Rasheed, therefore, charged the conventional universities in the country to accelerate efforts at introducing open and distance learning wings in order to expand access to tertiary education in the country.
He said: “We want to encourage our conventional universities to introduce Open And Distance Learning wings. We are working on developing the protocol for Open and Distance Learning so that we can have a quality distance learning education,” he said.
He noted that the high number of applicants for university education annually coupled with the population explosion, open and distance learning holds the future for tertiary education in Nigeria.

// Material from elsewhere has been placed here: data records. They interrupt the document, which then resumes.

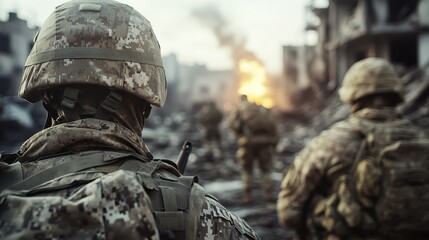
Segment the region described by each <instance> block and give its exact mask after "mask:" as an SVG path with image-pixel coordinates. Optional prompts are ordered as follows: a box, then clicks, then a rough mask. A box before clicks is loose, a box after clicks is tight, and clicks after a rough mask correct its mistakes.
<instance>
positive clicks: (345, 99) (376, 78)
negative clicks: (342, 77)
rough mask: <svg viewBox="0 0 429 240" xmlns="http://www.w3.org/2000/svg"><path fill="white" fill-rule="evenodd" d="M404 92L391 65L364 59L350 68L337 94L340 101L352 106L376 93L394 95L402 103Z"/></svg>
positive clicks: (392, 65)
mask: <svg viewBox="0 0 429 240" xmlns="http://www.w3.org/2000/svg"><path fill="white" fill-rule="evenodd" d="M404 91H405V89H404V86H403V84H402V82H401V80H400V79H399V76H398V75H397V73H396V72H395V68H394V67H393V65H392V64H390V63H389V62H388V61H387V60H386V59H383V58H366V59H363V60H361V61H358V62H356V63H355V64H353V65H352V66H351V67H350V69H349V70H348V71H347V73H346V75H345V76H344V80H343V83H342V86H341V88H340V89H339V91H338V94H339V95H340V99H341V101H343V102H344V103H348V104H353V102H354V101H356V100H357V99H360V98H362V97H365V96H368V95H372V94H377V93H396V94H397V95H398V97H399V98H400V99H401V101H402V100H403V98H404Z"/></svg>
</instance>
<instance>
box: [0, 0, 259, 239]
mask: <svg viewBox="0 0 429 240" xmlns="http://www.w3.org/2000/svg"><path fill="white" fill-rule="evenodd" d="M53 32H54V33H53ZM63 86H66V88H65V90H64V89H62V88H61V87H63ZM68 86H73V87H71V88H68ZM75 86H76V88H77V89H79V86H81V87H82V88H83V89H85V88H86V87H88V88H90V87H91V86H92V87H93V89H95V90H97V93H96V94H94V97H96V96H95V95H97V94H98V93H99V91H101V90H99V89H107V90H108V92H109V89H110V93H109V94H107V97H106V99H105V100H104V101H102V103H101V104H100V107H99V108H95V107H94V106H92V105H91V104H92V103H91V101H88V102H87V103H91V104H87V105H79V104H81V102H80V100H79V97H81V95H80V94H79V91H75V90H76V89H75V88H74V87H75ZM94 86H95V87H94ZM56 87H60V90H61V91H62V90H64V93H63V96H62V98H61V99H62V100H61V101H59V102H60V103H59V104H57V105H56V104H54V103H56V98H57V97H58V96H55V94H56V90H55V89H56ZM103 87H106V88H103ZM112 91H117V92H114V94H112ZM20 96H21V97H23V98H25V99H27V100H29V101H32V102H36V101H39V100H40V99H43V100H44V103H45V107H46V108H47V110H48V112H49V114H50V117H51V119H49V120H48V121H47V124H46V128H45V129H44V130H42V131H40V132H39V133H37V134H35V135H34V136H32V137H31V138H30V139H28V140H27V141H26V142H25V143H24V144H23V145H22V146H21V148H20V150H19V153H18V156H17V157H16V158H13V159H12V160H10V159H9V158H7V157H6V158H5V157H3V156H2V160H4V161H5V162H0V171H1V172H2V174H1V177H3V178H2V183H1V184H0V185H1V186H0V187H1V188H3V187H7V189H5V190H4V191H2V192H1V194H0V228H1V229H0V238H1V239H120V238H122V239H172V238H174V239H259V238H258V236H257V235H256V234H255V232H254V231H253V230H252V229H251V228H250V227H249V226H248V225H247V224H246V223H245V222H244V221H243V220H242V219H240V218H238V217H236V216H235V215H234V214H232V213H231V212H229V211H228V210H226V209H225V208H224V207H223V206H222V205H221V204H220V203H219V202H218V201H217V200H216V199H215V198H214V197H212V196H210V195H209V194H208V193H206V192H205V191H204V189H203V188H202V187H201V186H200V185H198V184H197V183H196V181H195V179H194V178H193V177H186V176H182V175H181V174H180V173H179V172H178V171H177V169H176V167H175V166H174V164H172V163H169V161H168V160H165V161H160V160H153V159H152V155H151V154H150V152H149V150H148V148H147V147H146V145H145V144H144V142H143V140H142V138H141V130H142V127H143V122H144V120H143V117H147V116H148V111H149V110H148V109H149V107H148V106H149V104H152V105H155V106H159V107H161V106H162V105H163V104H164V102H165V98H166V81H165V74H164V69H163V66H162V61H161V55H160V49H159V44H158V42H157V40H156V37H155V35H154V33H153V30H152V28H151V26H150V23H149V22H148V21H147V20H146V19H145V18H144V17H143V16H142V15H141V14H139V13H138V12H136V11H135V10H134V9H132V8H131V7H129V6H127V5H124V4H121V3H118V2H115V1H110V0H104V1H102V2H100V1H97V0H73V1H70V2H67V3H65V4H63V5H60V6H58V7H57V8H56V10H55V12H54V13H53V14H52V15H50V17H49V18H48V20H47V21H46V22H45V24H44V26H43V27H42V28H41V30H40V32H39V33H38V36H37V37H36V43H35V45H34V48H33V49H32V51H31V53H30V56H29V58H28V59H27V63H26V66H25V69H24V75H23V81H22V84H21V88H20ZM84 96H86V97H88V94H87V95H84ZM91 97H92V95H91V94H90V96H89V98H91ZM136 103H141V104H142V105H139V104H136ZM97 104H98V103H97ZM97 104H95V105H97ZM118 106H119V107H118ZM124 109H128V110H129V111H128V112H125V110H124ZM121 111H124V112H121ZM61 113H63V115H61ZM99 113H101V114H99ZM125 113H126V114H125ZM109 114H110V115H111V116H110V115H109ZM86 115H88V116H89V115H90V116H92V117H85V116H86ZM98 116H99V117H100V118H98ZM104 118H107V119H112V120H106V119H104ZM97 161H98V162H103V164H101V165H100V164H99V165H90V164H91V162H97ZM6 163H8V164H6ZM15 166H20V167H19V169H18V171H14V169H15ZM63 166H67V168H65V167H63ZM75 166H80V167H81V169H79V170H76V171H74V170H73V169H75ZM55 171H58V172H57V173H56V172H55ZM63 171H68V173H67V174H60V173H62V172H63ZM11 172H12V173H17V174H18V175H20V176H19V177H20V178H21V179H24V180H23V181H21V182H18V183H17V184H15V185H12V186H10V184H7V182H8V181H12V180H11V178H10V179H9V176H14V177H15V175H10V173H11ZM44 173H50V174H49V175H46V174H45V175H43V174H44ZM55 174H59V175H58V176H56V175H55ZM33 181H34V182H33ZM38 182H40V184H39V183H38ZM26 184H27V185H26ZM32 185H34V186H32ZM25 186H32V187H29V188H25Z"/></svg>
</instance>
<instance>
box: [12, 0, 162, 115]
mask: <svg viewBox="0 0 429 240" xmlns="http://www.w3.org/2000/svg"><path fill="white" fill-rule="evenodd" d="M53 31H55V32H53ZM55 51H58V52H59V53H60V54H57V57H51V56H50V52H55ZM102 51H105V52H106V54H101V55H98V54H100V53H102ZM116 55H118V56H119V57H116V59H114V58H113V56H116ZM130 56H136V57H135V59H132V58H131V57H130ZM71 84H93V85H98V86H104V87H108V88H111V89H115V90H120V91H125V92H128V93H130V94H133V95H135V96H138V97H139V98H141V99H142V100H145V101H147V102H149V103H151V104H154V105H156V106H159V107H160V106H162V105H163V104H164V102H165V99H166V95H167V90H166V87H167V83H166V79H165V73H164V68H163V65H162V59H161V52H160V46H159V43H158V40H157V38H156V36H155V34H154V32H153V30H152V27H151V24H150V23H149V21H148V20H147V19H146V18H145V17H144V16H142V15H141V14H140V13H138V12H137V11H135V10H134V9H133V8H132V7H130V6H128V5H125V4H122V3H118V2H116V1H111V0H106V1H97V0H86V1H80V0H74V1H69V2H66V3H64V4H62V5H60V6H58V7H57V8H56V9H55V12H54V13H52V14H51V15H50V16H49V17H48V19H47V20H46V22H45V23H44V25H43V26H42V28H41V29H40V32H39V33H38V35H37V38H36V42H35V44H34V47H33V49H32V50H31V52H30V55H29V58H28V60H27V63H26V66H25V68H24V74H23V79H22V83H21V87H20V90H19V95H20V96H21V97H22V98H25V99H27V100H29V101H31V102H36V101H38V100H40V99H41V96H43V93H44V92H45V91H46V90H47V89H51V88H54V87H57V86H64V85H71Z"/></svg>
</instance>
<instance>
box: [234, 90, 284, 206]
mask: <svg viewBox="0 0 429 240" xmlns="http://www.w3.org/2000/svg"><path fill="white" fill-rule="evenodd" d="M240 99H241V102H240V103H239V105H238V106H237V107H236V109H234V110H233V111H232V113H231V115H230V118H229V120H228V123H229V126H230V128H231V129H232V131H233V132H234V134H235V135H236V137H237V140H238V151H237V158H238V160H239V162H240V164H241V166H242V173H241V177H242V181H243V184H244V197H243V203H250V202H251V201H252V188H253V186H252V174H253V164H254V163H255V162H256V163H257V164H258V166H259V170H260V173H261V185H262V190H263V193H264V199H265V201H266V202H269V201H271V200H272V188H273V182H272V179H271V168H272V156H273V152H274V148H275V145H276V144H277V142H278V137H277V130H276V126H275V123H274V120H273V119H272V118H271V117H270V114H269V112H268V111H267V110H266V109H265V108H263V107H262V106H259V105H257V104H254V103H250V102H249V101H248V100H247V96H246V95H242V96H241V97H240Z"/></svg>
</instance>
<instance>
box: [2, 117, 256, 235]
mask: <svg viewBox="0 0 429 240" xmlns="http://www.w3.org/2000/svg"><path fill="white" fill-rule="evenodd" d="M84 133H87V134H84ZM113 134H114V135H115V137H113ZM60 136H62V137H61V138H60ZM90 136H91V137H90ZM107 138H111V139H112V140H111V141H107V140H106V139H107ZM138 139H139V140H138ZM91 142H92V143H93V144H90V143H91ZM32 145H34V146H39V147H37V148H36V147H32ZM138 146H140V147H142V149H140V150H138V151H137V150H134V149H133V148H134V147H136V148H137V147H138ZM94 149H117V150H118V151H122V152H133V153H140V154H144V153H145V152H146V151H147V148H146V147H144V144H143V142H142V141H141V139H140V138H139V136H137V135H136V134H134V133H133V132H131V131H129V130H127V129H126V128H125V127H122V126H121V125H117V124H114V123H110V122H108V121H104V120H96V119H86V120H79V121H75V122H71V123H65V124H60V125H57V126H54V127H51V128H48V129H45V130H43V131H42V133H38V134H36V135H35V136H33V137H32V138H30V139H29V140H28V141H27V142H26V143H25V144H24V145H23V147H22V148H21V150H22V152H23V153H25V154H23V159H24V162H23V163H22V165H23V171H24V176H29V175H32V174H34V173H37V172H39V171H42V170H44V169H47V168H50V167H52V166H55V165H57V164H59V163H62V162H63V161H64V158H56V159H57V160H58V161H48V160H49V159H47V160H37V158H39V157H43V156H49V155H52V154H58V153H65V152H70V151H72V152H82V151H88V150H94ZM118 168H119V166H110V167H109V166H107V167H106V168H96V169H93V170H86V171H82V172H78V173H72V174H68V175H65V176H63V177H60V178H57V179H54V180H52V181H50V182H48V183H45V184H42V185H41V186H39V187H37V189H38V190H40V189H49V193H47V192H45V193H44V192H43V191H37V192H34V196H30V197H21V196H19V195H16V194H15V195H14V194H13V193H12V194H11V193H7V192H3V195H4V197H3V198H1V199H0V203H1V204H2V205H0V226H2V230H3V229H4V231H1V232H0V234H3V235H0V238H6V239H37V237H38V236H40V238H41V239H56V238H61V239H89V238H91V239H118V238H123V239H159V234H158V230H157V226H156V223H155V221H154V216H153V214H152V206H154V204H157V205H159V204H162V203H159V202H157V203H154V202H151V201H150V199H149V198H148V196H147V191H146V190H145V186H144V184H143V183H144V182H145V180H143V178H142V177H141V175H139V174H136V173H135V172H131V171H124V170H117V169H118ZM161 174H163V175H165V176H163V177H162V179H174V178H173V177H174V176H175V175H174V174H171V173H169V172H165V171H164V172H162V173H161ZM157 178H159V177H157ZM193 189H195V190H198V189H199V191H200V192H202V194H203V195H202V196H203V198H202V203H201V205H202V206H203V207H202V208H198V207H195V206H197V205H198V204H197V203H196V201H197V199H196V198H195V199H194V197H193V196H196V195H195V194H194V193H192V194H191V198H190V201H191V203H189V205H190V206H191V209H189V211H188V212H187V214H189V215H187V218H188V219H194V220H192V221H191V220H189V221H187V223H188V225H187V226H186V228H189V229H194V231H193V232H194V234H195V235H193V236H187V237H186V239H259V237H258V236H257V235H256V233H255V232H254V231H253V230H252V229H251V228H250V227H249V226H248V225H247V223H246V222H245V221H243V220H242V219H240V218H238V217H236V216H235V215H234V214H232V213H231V212H229V211H228V210H226V209H225V208H224V207H223V206H222V205H221V204H220V203H219V202H218V201H217V200H215V199H214V198H213V197H211V196H210V195H208V194H207V193H205V192H204V190H203V189H202V188H201V186H199V185H198V184H194V187H193ZM193 192H195V191H194V190H193ZM197 192H198V191H197ZM30 203H31V204H30ZM8 204H9V205H8ZM11 204H12V205H11ZM17 214H22V215H20V216H23V217H25V219H24V218H17V217H15V218H13V217H11V216H12V215H15V216H16V215H17ZM63 217H64V219H63ZM12 218H13V219H14V221H10V219H12ZM69 224H70V225H69ZM67 226H70V229H69V228H68V227H67Z"/></svg>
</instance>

He, however, said the Commission would not allow 100 per cent online distance learning programme so as to give room for fraudulent individuals to make a caricature of university education in the country.
He insisted that the Open and Distance Learning would be complemented by face-to-face interaction in order to ensure the quality of products of the system.
NUC boss added that the Commission is re-engineering the universities curriculum in response to the needs of the nation.
Rasheed noted that for a successful tertiary education delivery in the country both private and public universities will have to come together as one and reinvent themselves in order to progress.
While stressing the need for a continuous review of tertiary education, Rasheed said: “Our system is growing. With over 164 universities with about 2 million students’ enrolment and over 60,000 academics in the system, we have a very expanding system that we need to become more regular with our review.”
On the consistent rumours of Nigerian universities being ranked, Rasheed said the commission has not offered any ranking of universities, adding that the official ranking of all Nigerian universities would be released next year when all the accreditation might have been done.
He further challenged universities to come up with new programmes saying that the commission is ready to partner with them in order to move forward.